Graduates push back against AI leaders at commencement events
Graduates have booed AI executives and former tech leaders at commencement events after speeches praising AI’s inevitability, according to The Verge.
The backlash reflects a growing generational anxiety around automation and entry-level jobs. AI may be winning inside boardrooms, but among young workers, the message is far more complicated.
Why It Matters: The social backlash against AI is becoming harder for tech leaders to ignore.
Source: The Verge.
BleepingComputer reports arrest tied to KimWolf DDoS botnet
U.S. and Canadian authorities arrested and charged a Canadian man accused of operating the KimWolf DDoS botnet, which allegedly infected nearly two million devices worldwide.
The case is a reminder that botnets remain a major threat to businesses, cloud platforms, and public infrastructure. As more devices come online, attackers have more endpoints to weaponize.

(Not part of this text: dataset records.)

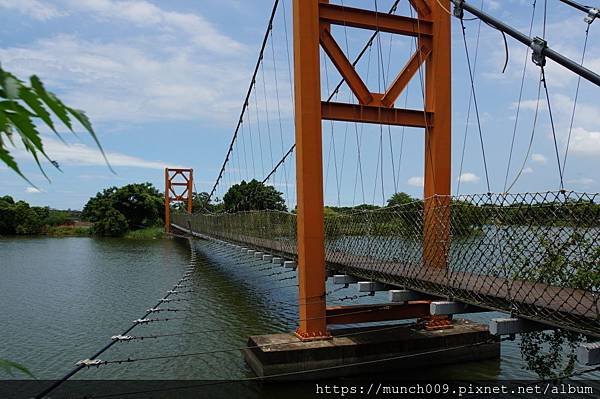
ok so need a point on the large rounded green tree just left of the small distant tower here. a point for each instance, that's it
(138, 205)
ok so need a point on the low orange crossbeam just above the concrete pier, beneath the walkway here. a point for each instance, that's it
(374, 313)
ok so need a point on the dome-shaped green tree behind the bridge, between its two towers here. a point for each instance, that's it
(253, 195)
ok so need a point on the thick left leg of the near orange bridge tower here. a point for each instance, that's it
(309, 171)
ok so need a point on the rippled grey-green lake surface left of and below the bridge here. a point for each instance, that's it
(63, 298)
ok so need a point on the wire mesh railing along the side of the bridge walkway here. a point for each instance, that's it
(534, 255)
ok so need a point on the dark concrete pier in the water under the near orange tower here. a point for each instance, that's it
(368, 350)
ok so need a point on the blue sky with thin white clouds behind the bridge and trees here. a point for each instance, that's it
(164, 83)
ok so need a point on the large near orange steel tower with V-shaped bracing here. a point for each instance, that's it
(312, 21)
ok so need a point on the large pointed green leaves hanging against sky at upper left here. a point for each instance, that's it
(22, 108)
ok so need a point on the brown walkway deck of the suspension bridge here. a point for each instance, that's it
(578, 309)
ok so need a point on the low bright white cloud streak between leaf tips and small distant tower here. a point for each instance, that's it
(81, 154)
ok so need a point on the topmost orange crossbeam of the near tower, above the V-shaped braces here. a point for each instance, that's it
(367, 19)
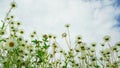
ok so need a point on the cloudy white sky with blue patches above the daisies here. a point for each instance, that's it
(92, 19)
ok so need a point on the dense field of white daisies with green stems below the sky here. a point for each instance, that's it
(18, 52)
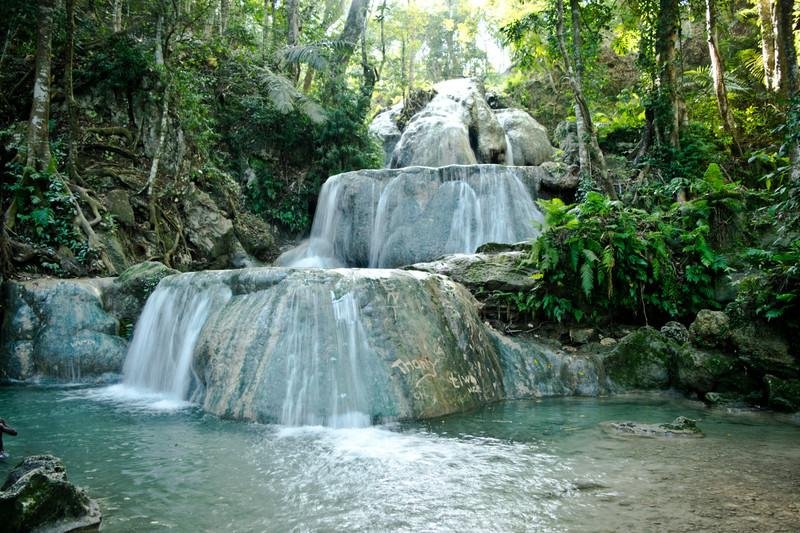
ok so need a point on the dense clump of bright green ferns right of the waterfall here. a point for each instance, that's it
(601, 259)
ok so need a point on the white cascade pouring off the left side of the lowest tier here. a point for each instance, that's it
(160, 354)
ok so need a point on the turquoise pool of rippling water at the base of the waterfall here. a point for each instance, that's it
(540, 465)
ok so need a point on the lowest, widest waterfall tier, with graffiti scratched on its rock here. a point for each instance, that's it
(334, 347)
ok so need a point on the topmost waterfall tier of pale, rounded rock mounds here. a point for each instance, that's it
(456, 126)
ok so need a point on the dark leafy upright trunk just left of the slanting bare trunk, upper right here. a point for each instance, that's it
(668, 117)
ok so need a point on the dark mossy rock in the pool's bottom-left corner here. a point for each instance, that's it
(37, 496)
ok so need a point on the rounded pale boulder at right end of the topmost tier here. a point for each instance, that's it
(527, 138)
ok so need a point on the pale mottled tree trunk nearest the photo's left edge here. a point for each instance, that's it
(38, 135)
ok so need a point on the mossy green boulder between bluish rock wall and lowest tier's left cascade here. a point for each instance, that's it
(127, 294)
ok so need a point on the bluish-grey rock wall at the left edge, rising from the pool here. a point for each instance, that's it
(59, 329)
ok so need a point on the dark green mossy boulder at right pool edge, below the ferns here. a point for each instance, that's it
(641, 360)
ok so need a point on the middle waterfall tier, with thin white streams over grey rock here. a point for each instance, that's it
(389, 218)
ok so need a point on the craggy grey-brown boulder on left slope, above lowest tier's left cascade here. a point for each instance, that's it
(207, 228)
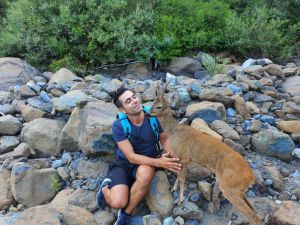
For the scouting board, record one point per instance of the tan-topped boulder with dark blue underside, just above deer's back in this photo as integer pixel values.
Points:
(208, 111)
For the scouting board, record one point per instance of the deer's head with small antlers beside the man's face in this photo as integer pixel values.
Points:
(160, 104)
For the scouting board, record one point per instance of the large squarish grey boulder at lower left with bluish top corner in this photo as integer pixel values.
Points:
(23, 176)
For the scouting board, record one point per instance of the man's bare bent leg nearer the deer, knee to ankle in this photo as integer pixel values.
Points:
(140, 187)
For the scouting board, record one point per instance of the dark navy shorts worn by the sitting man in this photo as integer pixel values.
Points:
(122, 172)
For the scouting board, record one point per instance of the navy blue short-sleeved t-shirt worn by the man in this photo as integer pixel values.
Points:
(143, 139)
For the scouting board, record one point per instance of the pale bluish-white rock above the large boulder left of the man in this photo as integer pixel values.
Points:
(66, 103)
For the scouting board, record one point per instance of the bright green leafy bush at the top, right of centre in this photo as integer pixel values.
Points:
(189, 25)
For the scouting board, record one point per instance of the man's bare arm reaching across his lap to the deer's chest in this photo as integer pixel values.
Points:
(164, 161)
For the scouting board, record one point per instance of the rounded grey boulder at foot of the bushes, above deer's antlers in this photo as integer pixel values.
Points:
(184, 66)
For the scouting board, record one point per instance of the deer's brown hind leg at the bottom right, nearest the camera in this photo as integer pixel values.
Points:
(239, 201)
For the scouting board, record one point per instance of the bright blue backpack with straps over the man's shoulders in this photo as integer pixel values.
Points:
(127, 127)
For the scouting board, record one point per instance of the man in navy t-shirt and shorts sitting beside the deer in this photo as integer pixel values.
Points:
(133, 169)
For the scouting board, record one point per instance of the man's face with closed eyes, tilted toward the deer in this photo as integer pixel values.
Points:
(131, 104)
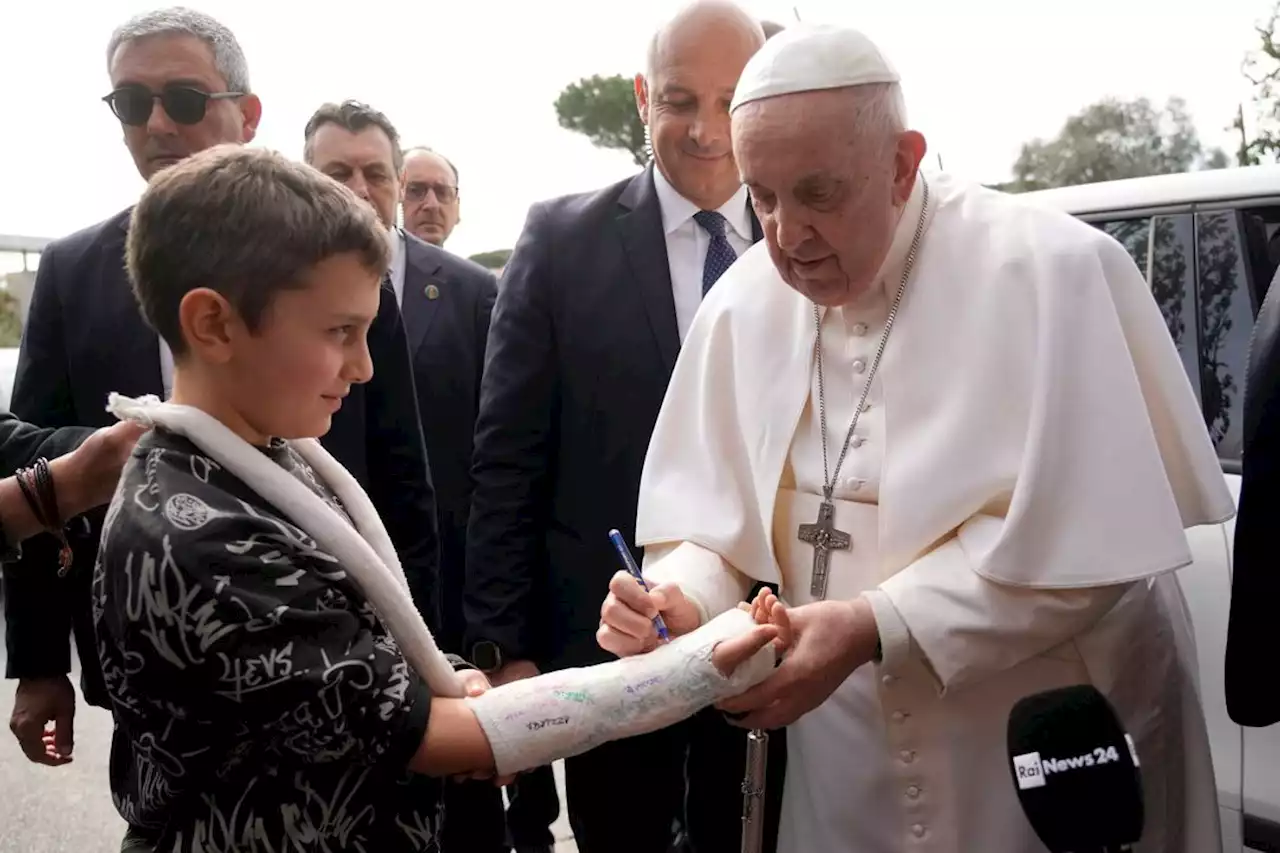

Why It Matters: Large botnets remain one of the most scalable threats in modern cybersecurity.
Source: BleepingComputer.
Saudi Arabia’s NEOM slows The Line while shifting focus to AI infrastructure
Saudi Arabia has halted work on The Line until after 2030 while continuing to invest in more practical parts of NEOM, including utilities and data connectivity aimed at attracting AI data centers.
The shift shows how AI infrastructure is becoming a national development strategy. Data centers now sit beside ports, energy, logistics, and industrial zones as countries compete for the next wave of compute demand.
Why It Matters: AI infrastructure is becoming a geopolitical asset, not just a cloud business.
Source: Semafor.
Google accidentally exposes details of unfixed Chromium flaw
Google accidentally published details of an unfixed Chromium issue that could allow JavaScript to continue running in the background after the browser is closed, according to BleepingComputer.
Browser security matters because Chromium underpins Chrome, Edge, Brave, and many other browsers. A flaw at that layer can ripple across billions of users and enterprise systems.
Why It Matters: Browser vulnerabilities remain high-impact because Chromium sits at the center of the modern web.